The World Health Organization (WHO) announced today that it requires $1.5 billion in the year 2024 to provide essential aid to tens of millions of people facing health emergencies, including those in Ukraine and the Gaza Strip.
The UN organization anticipates that nearly 300 million people worldwide will need humanitarian assistance and protection this year.
Among these, “about 166 million people will require life-saving humanitarian health assistance,” according to WHO Director-General Tedros Adhanom Ghebreyesus in Geneva.
He added that the agency aims to reach about 87 million of the most vulnerable individuals and will need $1.5 billion to do so.
“With the start of 2024, the WHO has responded to 41 health crises, including 15 of the most severe crises,” he said.
He warned that people living in such crises “are facing a painful start to a new year after 2023, which was in itself a year of immense suffering that could have been avoided.”
He also mentioned that one in every five children in the world either lived in a conflict area or fled from it in 2023, citing the crises witnessed worldwide during the past year, including wars in Ukraine, Sudan, and Gaza.
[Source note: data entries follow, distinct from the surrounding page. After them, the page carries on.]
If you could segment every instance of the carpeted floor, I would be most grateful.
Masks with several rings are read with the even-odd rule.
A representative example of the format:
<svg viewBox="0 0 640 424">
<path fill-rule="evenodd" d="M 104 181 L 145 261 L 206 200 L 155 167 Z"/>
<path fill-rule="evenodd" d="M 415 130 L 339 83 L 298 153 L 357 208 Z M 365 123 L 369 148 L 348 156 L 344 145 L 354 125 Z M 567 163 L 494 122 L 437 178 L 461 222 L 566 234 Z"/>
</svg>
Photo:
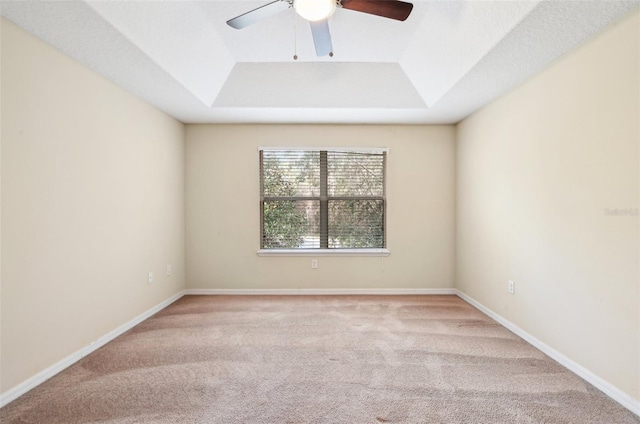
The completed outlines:
<svg viewBox="0 0 640 424">
<path fill-rule="evenodd" d="M 640 420 L 455 296 L 186 296 L 0 422 Z"/>
</svg>

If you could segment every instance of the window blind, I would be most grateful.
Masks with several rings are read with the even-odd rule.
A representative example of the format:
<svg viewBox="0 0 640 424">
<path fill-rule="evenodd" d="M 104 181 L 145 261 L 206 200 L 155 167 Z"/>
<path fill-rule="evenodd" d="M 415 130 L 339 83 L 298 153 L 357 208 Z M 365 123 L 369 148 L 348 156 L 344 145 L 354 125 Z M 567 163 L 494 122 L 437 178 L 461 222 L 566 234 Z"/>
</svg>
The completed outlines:
<svg viewBox="0 0 640 424">
<path fill-rule="evenodd" d="M 261 149 L 261 249 L 385 248 L 386 149 Z"/>
</svg>

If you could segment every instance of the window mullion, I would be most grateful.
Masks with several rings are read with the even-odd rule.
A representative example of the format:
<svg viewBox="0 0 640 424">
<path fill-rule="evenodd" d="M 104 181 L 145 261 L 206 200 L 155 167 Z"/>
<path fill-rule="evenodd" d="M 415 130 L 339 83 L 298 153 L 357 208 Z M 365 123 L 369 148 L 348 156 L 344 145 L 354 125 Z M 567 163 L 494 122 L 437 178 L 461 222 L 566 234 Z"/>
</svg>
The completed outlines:
<svg viewBox="0 0 640 424">
<path fill-rule="evenodd" d="M 327 190 L 327 152 L 320 152 L 320 248 L 329 248 L 329 200 Z"/>
</svg>

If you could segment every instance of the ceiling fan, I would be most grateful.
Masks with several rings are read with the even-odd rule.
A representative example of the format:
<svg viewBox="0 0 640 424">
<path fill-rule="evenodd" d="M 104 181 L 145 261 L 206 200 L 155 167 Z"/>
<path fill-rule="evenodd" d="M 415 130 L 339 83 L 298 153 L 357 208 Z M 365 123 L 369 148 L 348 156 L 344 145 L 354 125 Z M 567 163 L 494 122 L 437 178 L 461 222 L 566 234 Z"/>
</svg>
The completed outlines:
<svg viewBox="0 0 640 424">
<path fill-rule="evenodd" d="M 232 28 L 242 29 L 291 7 L 298 15 L 309 21 L 318 56 L 333 56 L 329 17 L 336 8 L 341 7 L 397 21 L 406 20 L 413 10 L 413 4 L 400 0 L 275 0 L 229 19 L 227 24 Z M 294 56 L 294 58 L 297 57 Z"/>
</svg>

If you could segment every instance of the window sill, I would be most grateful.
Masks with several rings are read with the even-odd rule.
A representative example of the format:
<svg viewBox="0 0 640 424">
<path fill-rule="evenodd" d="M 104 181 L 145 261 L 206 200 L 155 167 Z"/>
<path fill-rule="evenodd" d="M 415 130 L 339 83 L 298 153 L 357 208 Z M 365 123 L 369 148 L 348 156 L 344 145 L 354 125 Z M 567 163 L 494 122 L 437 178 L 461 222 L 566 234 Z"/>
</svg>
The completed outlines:
<svg viewBox="0 0 640 424">
<path fill-rule="evenodd" d="M 258 256 L 389 256 L 388 249 L 260 249 Z"/>
</svg>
He pointed out the worsening climate crisis, especially in 2023, which saw record-high temperatures ever recorded, approaching for the first time a full year of the threshold set in the Paris Agreement, at 1.5 degrees Celsius of climate warming.
The WHO Director-General warned of “serious health consequences” due to this, starting with “catastrophic hunger” resulting from drought in the African Horn and the spread of deadly diseases due to changing climate patterns.
In 2023, funding appeals for providing health assistance in various places received only an average of 12% of the required funds, according to Tedros.
He stated, “The situation is heartbreaking and avoidable. Therefore, we must act in 2024.”